Stranded My Boyfriend Stole My Car and Left Me on the HighwayChapter 1

Two days before New Year's, my boyfriend and I were driving to his hometown to spend the holidays with his family.

We got into a fight over how much to give his sister as a gift. She was seventeen this year, and we'd originally agreed I'd buy her the latest iPhone.

But halfway there, Leo Sullivan suddenly changed his mind. "Forget the phone," he said. "Just give her seventeen thousand dollars instead. Think of it as a little something from her future sister-in-law, to celebrate her moving to the city."

I frowned and argued with him, but before I could get two words out, he hit the gas and pulled over on the highway, leaving me stranded on the shoulder. The cold cut right through me. I was shivering so hard my teeth chattered.

I called him countless times. Sent text after text. He didn't respond to a single one.

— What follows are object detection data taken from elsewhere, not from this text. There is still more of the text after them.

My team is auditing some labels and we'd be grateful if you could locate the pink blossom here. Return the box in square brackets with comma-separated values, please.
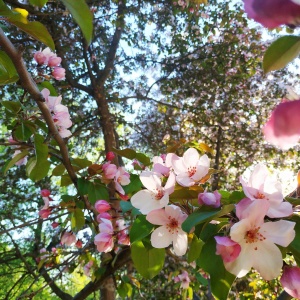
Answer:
[60, 231, 76, 246]
[97, 211, 112, 223]
[198, 191, 221, 207]
[280, 266, 300, 299]
[215, 236, 241, 263]
[95, 200, 111, 213]
[224, 199, 295, 280]
[240, 164, 293, 218]
[13, 150, 27, 167]
[244, 0, 300, 28]
[114, 167, 130, 195]
[146, 205, 188, 256]
[106, 151, 116, 161]
[263, 99, 300, 150]
[51, 222, 60, 228]
[172, 148, 210, 186]
[52, 67, 66, 80]
[48, 55, 61, 67]
[102, 161, 117, 179]
[174, 271, 191, 289]
[94, 219, 114, 253]
[39, 208, 52, 219]
[131, 171, 175, 214]
[117, 231, 130, 246]
[40, 189, 51, 197]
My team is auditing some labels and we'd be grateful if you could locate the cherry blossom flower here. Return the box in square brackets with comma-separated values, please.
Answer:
[51, 67, 66, 80]
[114, 167, 130, 195]
[174, 271, 191, 289]
[280, 266, 300, 299]
[215, 236, 241, 263]
[146, 205, 188, 256]
[240, 164, 293, 218]
[244, 0, 300, 28]
[60, 231, 76, 246]
[95, 200, 111, 213]
[131, 171, 175, 214]
[172, 148, 210, 186]
[198, 191, 221, 208]
[94, 219, 114, 253]
[224, 199, 295, 280]
[263, 99, 300, 150]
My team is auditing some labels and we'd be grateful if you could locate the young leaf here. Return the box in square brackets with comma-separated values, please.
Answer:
[263, 35, 300, 73]
[61, 0, 93, 44]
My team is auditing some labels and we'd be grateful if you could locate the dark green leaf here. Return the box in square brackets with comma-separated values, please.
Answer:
[61, 0, 93, 44]
[131, 241, 165, 279]
[263, 35, 300, 73]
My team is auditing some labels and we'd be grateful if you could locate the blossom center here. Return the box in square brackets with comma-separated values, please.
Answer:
[188, 167, 197, 177]
[155, 189, 164, 200]
[244, 227, 266, 244]
[254, 192, 266, 199]
[167, 216, 179, 233]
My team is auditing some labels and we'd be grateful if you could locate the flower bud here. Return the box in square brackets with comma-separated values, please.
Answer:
[95, 200, 111, 213]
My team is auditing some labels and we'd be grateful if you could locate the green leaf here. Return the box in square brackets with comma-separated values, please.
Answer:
[88, 182, 109, 205]
[182, 204, 234, 232]
[1, 101, 21, 114]
[197, 238, 235, 300]
[187, 234, 204, 263]
[29, 0, 48, 8]
[131, 241, 165, 279]
[0, 1, 55, 49]
[129, 215, 154, 243]
[263, 35, 300, 73]
[2, 150, 29, 174]
[61, 0, 93, 44]
[77, 178, 90, 196]
[71, 208, 85, 232]
[14, 121, 36, 142]
[0, 51, 19, 84]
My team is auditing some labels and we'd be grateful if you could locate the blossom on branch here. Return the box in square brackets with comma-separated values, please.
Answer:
[224, 199, 295, 280]
[172, 148, 210, 186]
[244, 0, 300, 29]
[146, 205, 188, 256]
[131, 171, 175, 214]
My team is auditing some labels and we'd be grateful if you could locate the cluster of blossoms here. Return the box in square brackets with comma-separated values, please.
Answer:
[41, 88, 72, 138]
[215, 164, 295, 280]
[34, 48, 66, 80]
[94, 200, 130, 253]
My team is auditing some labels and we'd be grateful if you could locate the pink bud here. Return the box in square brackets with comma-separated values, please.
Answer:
[215, 236, 241, 262]
[198, 191, 221, 207]
[106, 151, 116, 161]
[39, 208, 52, 219]
[33, 51, 47, 65]
[48, 56, 61, 67]
[41, 190, 51, 197]
[280, 266, 300, 299]
[97, 211, 112, 223]
[95, 200, 111, 213]
[52, 67, 66, 80]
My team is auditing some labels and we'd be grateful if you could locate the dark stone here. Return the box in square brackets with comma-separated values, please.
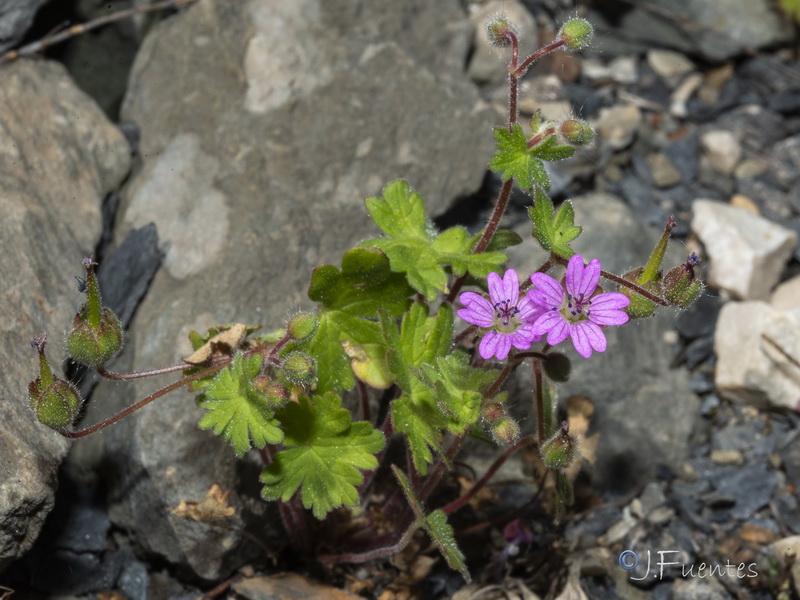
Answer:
[712, 461, 777, 520]
[675, 294, 722, 340]
[116, 549, 150, 600]
[97, 223, 161, 328]
[664, 130, 700, 183]
[621, 173, 668, 228]
[700, 394, 720, 417]
[686, 336, 714, 370]
[689, 368, 714, 396]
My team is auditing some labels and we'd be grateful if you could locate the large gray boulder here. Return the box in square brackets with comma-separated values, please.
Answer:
[92, 0, 493, 580]
[0, 60, 130, 571]
[0, 0, 47, 52]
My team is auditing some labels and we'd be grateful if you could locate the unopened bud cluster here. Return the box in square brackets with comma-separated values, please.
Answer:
[481, 393, 519, 446]
[486, 15, 517, 48]
[539, 421, 578, 471]
[558, 18, 594, 50]
[28, 333, 83, 430]
[67, 258, 122, 366]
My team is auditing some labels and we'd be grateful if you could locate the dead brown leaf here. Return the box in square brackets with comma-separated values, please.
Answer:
[183, 323, 247, 365]
[172, 483, 236, 523]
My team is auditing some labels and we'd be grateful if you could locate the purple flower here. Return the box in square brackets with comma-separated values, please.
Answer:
[527, 254, 630, 358]
[457, 269, 544, 360]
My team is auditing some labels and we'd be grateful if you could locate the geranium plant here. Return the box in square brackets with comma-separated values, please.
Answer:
[29, 11, 702, 579]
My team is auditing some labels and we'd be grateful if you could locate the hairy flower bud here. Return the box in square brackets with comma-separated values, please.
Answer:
[28, 333, 83, 430]
[559, 119, 594, 146]
[67, 258, 122, 366]
[286, 313, 319, 342]
[250, 375, 289, 408]
[558, 18, 594, 50]
[481, 400, 506, 425]
[619, 267, 661, 319]
[492, 417, 519, 446]
[539, 421, 578, 471]
[486, 15, 517, 48]
[663, 252, 705, 309]
[283, 352, 317, 385]
[544, 352, 572, 383]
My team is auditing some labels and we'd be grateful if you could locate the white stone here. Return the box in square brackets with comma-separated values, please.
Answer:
[692, 199, 797, 300]
[700, 129, 742, 175]
[770, 275, 800, 310]
[595, 104, 642, 150]
[714, 302, 800, 410]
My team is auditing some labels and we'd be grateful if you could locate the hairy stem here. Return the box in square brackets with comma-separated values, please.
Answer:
[531, 358, 545, 444]
[442, 435, 536, 515]
[61, 362, 227, 439]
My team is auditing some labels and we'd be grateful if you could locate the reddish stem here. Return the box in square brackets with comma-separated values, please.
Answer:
[60, 361, 230, 439]
[442, 435, 536, 515]
[514, 39, 565, 77]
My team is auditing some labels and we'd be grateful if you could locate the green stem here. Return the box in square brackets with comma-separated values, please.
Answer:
[531, 358, 545, 445]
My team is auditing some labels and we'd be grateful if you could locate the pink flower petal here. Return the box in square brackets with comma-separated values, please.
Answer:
[478, 331, 500, 360]
[456, 292, 494, 327]
[589, 292, 630, 325]
[572, 321, 607, 358]
[547, 318, 570, 346]
[486, 273, 505, 304]
[501, 269, 519, 306]
[570, 321, 592, 358]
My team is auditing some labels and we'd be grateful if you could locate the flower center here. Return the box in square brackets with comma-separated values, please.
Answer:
[494, 300, 519, 333]
[561, 293, 592, 323]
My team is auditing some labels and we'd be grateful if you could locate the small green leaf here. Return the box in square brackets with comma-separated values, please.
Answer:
[489, 123, 550, 193]
[381, 303, 453, 474]
[199, 353, 283, 456]
[420, 351, 500, 435]
[261, 392, 385, 519]
[531, 135, 575, 162]
[297, 248, 414, 393]
[392, 465, 471, 583]
[359, 181, 508, 301]
[528, 187, 583, 258]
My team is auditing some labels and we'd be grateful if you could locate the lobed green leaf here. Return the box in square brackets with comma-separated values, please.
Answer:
[199, 353, 283, 457]
[261, 392, 385, 519]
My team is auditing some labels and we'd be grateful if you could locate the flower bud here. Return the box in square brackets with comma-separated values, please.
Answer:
[286, 313, 319, 342]
[663, 252, 705, 309]
[283, 352, 317, 385]
[544, 352, 572, 383]
[481, 400, 506, 425]
[486, 15, 517, 48]
[67, 258, 122, 366]
[539, 421, 578, 471]
[250, 375, 289, 408]
[559, 119, 594, 146]
[558, 18, 594, 50]
[492, 417, 519, 446]
[619, 267, 661, 319]
[28, 333, 82, 430]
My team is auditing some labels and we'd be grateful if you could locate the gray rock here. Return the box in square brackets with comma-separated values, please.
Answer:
[96, 0, 494, 580]
[0, 61, 130, 570]
[0, 0, 48, 52]
[468, 0, 538, 85]
[586, 0, 792, 62]
[692, 200, 797, 300]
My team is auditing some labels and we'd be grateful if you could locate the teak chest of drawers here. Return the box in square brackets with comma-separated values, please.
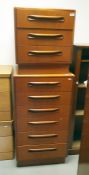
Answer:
[0, 65, 13, 160]
[14, 8, 75, 166]
[15, 8, 75, 65]
[14, 70, 74, 165]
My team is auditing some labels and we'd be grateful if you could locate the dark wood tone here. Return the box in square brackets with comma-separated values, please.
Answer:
[14, 74, 74, 164]
[17, 45, 72, 64]
[16, 29, 73, 46]
[14, 8, 75, 165]
[15, 8, 75, 68]
[15, 74, 73, 95]
[15, 8, 75, 29]
[17, 157, 65, 167]
[16, 105, 70, 132]
[17, 130, 68, 146]
[18, 64, 69, 75]
[17, 144, 67, 164]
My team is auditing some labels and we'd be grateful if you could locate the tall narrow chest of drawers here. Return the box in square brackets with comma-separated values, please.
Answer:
[14, 8, 75, 165]
[0, 65, 13, 160]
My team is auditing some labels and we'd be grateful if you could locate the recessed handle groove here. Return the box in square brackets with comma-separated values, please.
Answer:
[28, 134, 58, 138]
[27, 15, 64, 22]
[28, 121, 59, 125]
[28, 108, 59, 112]
[27, 33, 64, 40]
[28, 148, 57, 152]
[28, 95, 60, 99]
[28, 50, 63, 56]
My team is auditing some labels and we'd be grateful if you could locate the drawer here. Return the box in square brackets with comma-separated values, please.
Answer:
[14, 74, 74, 95]
[0, 151, 14, 160]
[15, 8, 75, 29]
[17, 144, 67, 163]
[0, 121, 12, 137]
[16, 29, 73, 47]
[0, 111, 11, 121]
[16, 92, 72, 106]
[15, 118, 69, 134]
[16, 106, 70, 134]
[17, 45, 72, 64]
[0, 92, 10, 111]
[16, 130, 68, 146]
[0, 78, 10, 92]
[0, 136, 13, 152]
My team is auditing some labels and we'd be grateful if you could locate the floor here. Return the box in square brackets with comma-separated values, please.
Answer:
[0, 155, 79, 175]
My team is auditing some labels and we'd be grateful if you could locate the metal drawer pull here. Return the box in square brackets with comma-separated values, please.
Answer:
[27, 33, 64, 40]
[28, 148, 57, 152]
[28, 108, 59, 112]
[28, 95, 60, 99]
[27, 15, 64, 22]
[28, 134, 58, 138]
[28, 82, 61, 86]
[28, 50, 63, 56]
[28, 121, 59, 125]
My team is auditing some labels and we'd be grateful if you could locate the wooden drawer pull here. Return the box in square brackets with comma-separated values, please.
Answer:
[27, 15, 64, 22]
[28, 134, 58, 138]
[28, 121, 59, 125]
[27, 33, 64, 40]
[28, 95, 60, 99]
[28, 50, 63, 56]
[28, 148, 57, 152]
[28, 82, 60, 86]
[28, 108, 59, 112]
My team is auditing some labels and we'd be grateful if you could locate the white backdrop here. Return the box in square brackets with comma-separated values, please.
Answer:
[0, 0, 89, 65]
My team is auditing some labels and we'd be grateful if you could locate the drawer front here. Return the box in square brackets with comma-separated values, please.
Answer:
[0, 78, 10, 92]
[0, 136, 13, 152]
[16, 106, 70, 132]
[16, 106, 70, 134]
[16, 92, 71, 106]
[17, 144, 67, 162]
[14, 76, 74, 95]
[0, 111, 11, 121]
[16, 29, 73, 46]
[0, 92, 10, 111]
[17, 46, 72, 64]
[16, 131, 68, 146]
[15, 118, 69, 134]
[0, 121, 12, 137]
[15, 8, 75, 29]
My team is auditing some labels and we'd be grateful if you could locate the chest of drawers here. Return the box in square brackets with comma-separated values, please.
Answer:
[0, 65, 13, 160]
[14, 70, 74, 165]
[15, 8, 75, 65]
[14, 8, 75, 166]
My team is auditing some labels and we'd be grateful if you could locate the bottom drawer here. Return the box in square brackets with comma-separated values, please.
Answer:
[0, 136, 13, 153]
[0, 152, 14, 160]
[16, 130, 68, 146]
[17, 144, 67, 163]
[0, 111, 11, 121]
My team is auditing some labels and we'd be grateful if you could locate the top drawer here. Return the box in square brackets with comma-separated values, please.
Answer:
[15, 8, 75, 29]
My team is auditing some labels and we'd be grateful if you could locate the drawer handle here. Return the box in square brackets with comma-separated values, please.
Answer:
[28, 108, 59, 112]
[28, 95, 60, 99]
[28, 134, 58, 138]
[28, 148, 57, 152]
[28, 50, 63, 56]
[27, 33, 64, 40]
[27, 15, 64, 22]
[28, 121, 59, 125]
[28, 82, 61, 86]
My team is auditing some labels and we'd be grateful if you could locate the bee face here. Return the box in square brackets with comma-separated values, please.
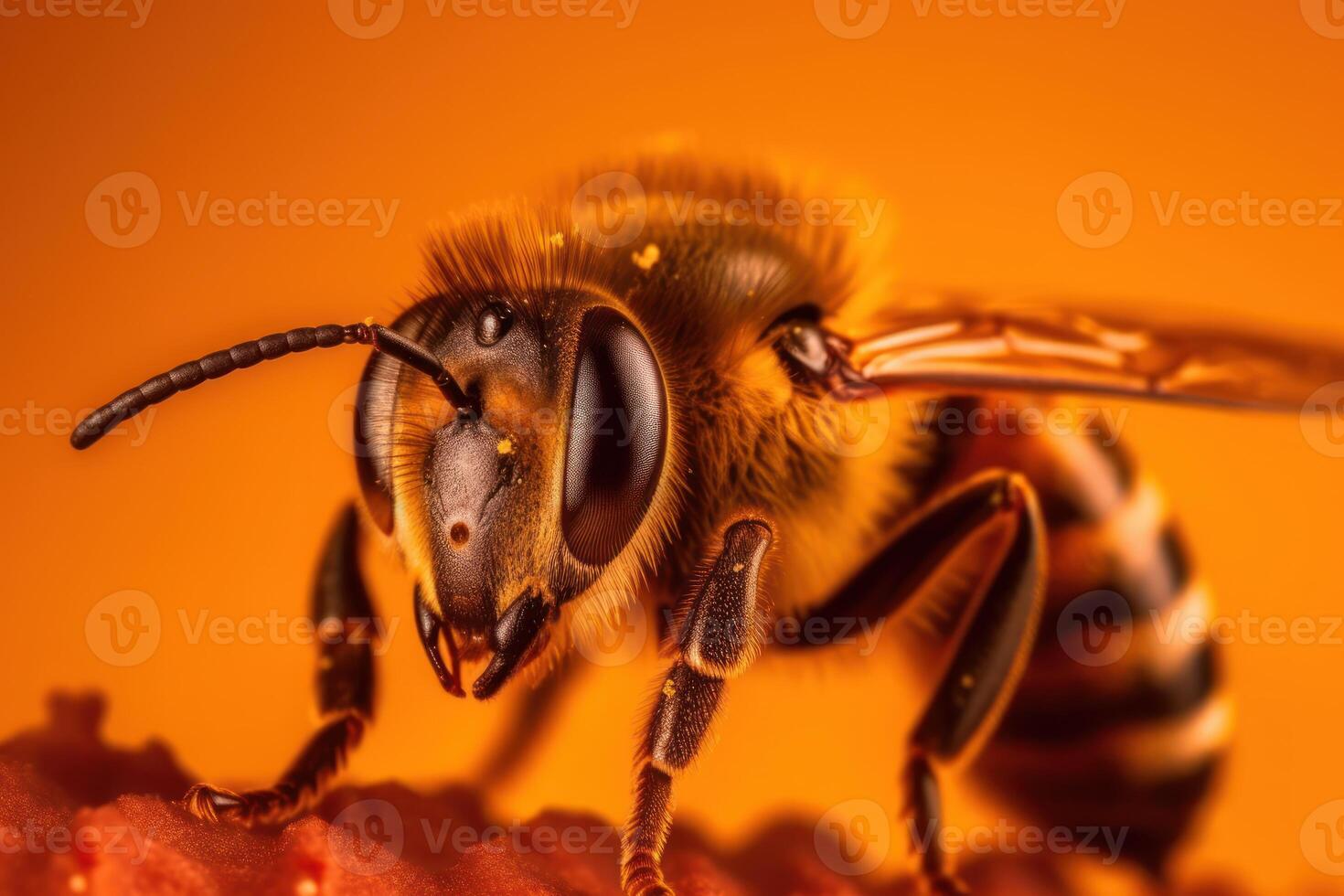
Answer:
[392, 292, 668, 682]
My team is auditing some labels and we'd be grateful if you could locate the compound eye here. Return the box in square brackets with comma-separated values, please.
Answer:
[560, 307, 668, 566]
[475, 303, 514, 348]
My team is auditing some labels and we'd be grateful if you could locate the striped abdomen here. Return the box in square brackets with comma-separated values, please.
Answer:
[942, 399, 1229, 873]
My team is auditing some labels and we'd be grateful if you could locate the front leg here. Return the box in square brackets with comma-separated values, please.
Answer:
[183, 507, 374, 827]
[621, 518, 773, 896]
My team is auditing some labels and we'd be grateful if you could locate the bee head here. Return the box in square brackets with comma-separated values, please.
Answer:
[357, 292, 668, 699]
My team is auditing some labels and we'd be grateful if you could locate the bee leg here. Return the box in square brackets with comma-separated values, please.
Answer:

Half an hour later, I calmed down and dialed the highway patrol. "Hi, my car was stolen. I'm on the interstate heading toward his hometown."

……

I was thirty years old. Leo and I had been together for four years.

He was my second boyfriend, and being with him was the first time I'd ever truly wanted to settle down.

Things between us had always been good, so we'd decided to meet each other's parents over the holidays and lock down a wedding date.

Before the trip, I'd already bought gifts for his family: two bottles of premium whiskey, two cartons of high-end cigarettes, plus supplements like high-grade vitamins and health tonics.

To show my sincerity, I'd gone top-shelf on everything. It cost me a small fortune.

But I'd been happy to spend it.

I thought I'd covered all my bases. I hadn't counted on forgetting a gift for his sister.

Leo had explained, somewhat awkwardly, that his sister Libby Sullivan had bombed her SATs this year. Their parents planned to move her to the city so she could retake them next year.

I'd chosen my words carefully. "When I was your sister's age, the thing I wanted most in the world was a phone. For kids these days, a phone isn't just a toy; it's a study tool. How about I get her one?"

Leo had agreed. But then, out of nowhere, he'd changed his mind. He said his sister didn't want a phone anymore.

Better to just give her seventeen thousand dollars as a gift.

Thousand? I'd blinked. For a seventeen-year-old girl, that was an astronomical sum.